As part of the process, Utterman considers whether a company is playing the long-term trend to support his secular or structural growth conviction.
A firm must have exposure to two age cohorts – those aged from 55 to 65 i.e. the baby boomers and 65 plus seniors.
He quantifies this exposure, ranking it from one to four – one deriving 75% of revenues from an ageing customer base to rank four that might include a firm such as Nestle which spends a lot on health and wellness R&D and may have an exposure to older generations at around 30 per cent.
The fund is also seeking stocks with a sustainable financial model i.e. companies looking for big returns on equity and invested capital, high cash flow yield and with limited dependence on external financing.
It also brings in environmental, social and governance factors which help mitigate risk and allows the fund to avoid companies facing controversies and reputational risks.
Healthcare cost pressures
Discussing the rationale for investing in healthcare Utterman says: “In healthcare, one of the biggest issues is that costs are spiralling out of control. We invest in companies that help control those costs through innovative medicines, technology or life science tools.
“Robotic surgery can make surgery more reproduceable and lower the error rate. A robot might have more dexterity and a wider range of motion than a surgeon’s hand. It can make a very small incision, and therefore the patient can recover more quickly and go home earlier. Staying in the hospital is very expensive, so it saves the system money.
“It can involve precision medicine using biomarkers or telehealth where the patient has received a pacemaker, but they can go home and if anything looks askew, the hospital can call the patient back to the hospital.”
Healthcare also demonstrates how Utterman will sometimes take public policy into account.
“With the negative rhetoric on drug pricing, it has been easier to invest in medical technology and devices and lifecare sciences.”
Money to invest
Utterman says that in financial services in the UK, St James’s Place is taking advantage of the advice gap noting that there are reportedly 50,000 dentists in the UK, but only 30,000 advisers. But it also plays on the fact that around 65 per cent of total UK personal wealth is concentrated in the hands of savers aged 55+.
Luxury in later life
It also plays the luxury trend, though it is important to select brands which genuinely serve older people so that means LMVH but probably not Gucci.

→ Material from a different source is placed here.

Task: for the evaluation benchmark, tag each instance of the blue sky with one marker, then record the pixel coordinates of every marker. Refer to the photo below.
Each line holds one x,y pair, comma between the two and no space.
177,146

Indeed, brands can have exposure across several different market segments.
LMVH includes the Belmond Group featuring high end hotels such as Venice’s Cipriani and travel experiences such as the Orient Express.
Beauty for the ages
Another significant area is anti-aging skin lotions.
“Elderly ladies spend three times as much as younger women. Prestige beauty grows faster than mass market beauty.
“The demand is more resilient and economically strong,” he says. “Take Botox. In the midst of the crisis, demand was still positive. It was the last thing people cut out.”
Investments can range from domestically orientated stocks particularly in larger markets such as US insurance and health care firm Humana to multi-nationals.
In terms of regions, he says he likes the US as there is so much innovation. The market also has depth so that in terms of accommodation investments can range from a senior living operator with residents over 80 to REITs that specialise in 55 plus communities some with affordable housing so you can cover different parts of the population.
He views Japan almost as a thinktank for ideas given its population pyramid is significantly older – highlighting a hotel and golf course operator that targeted members who were 70 years old and where they offered skilled nursing.
Other developments in Japan such as the move to robotics may be taking place within very large conglomerates, but he still maintains a watching brief.
The fund also invests in Japan’s Pola Orbis which with its anti-ageing skin serums with a salesforce of women in their 60s and which is basically a pure play on the trend.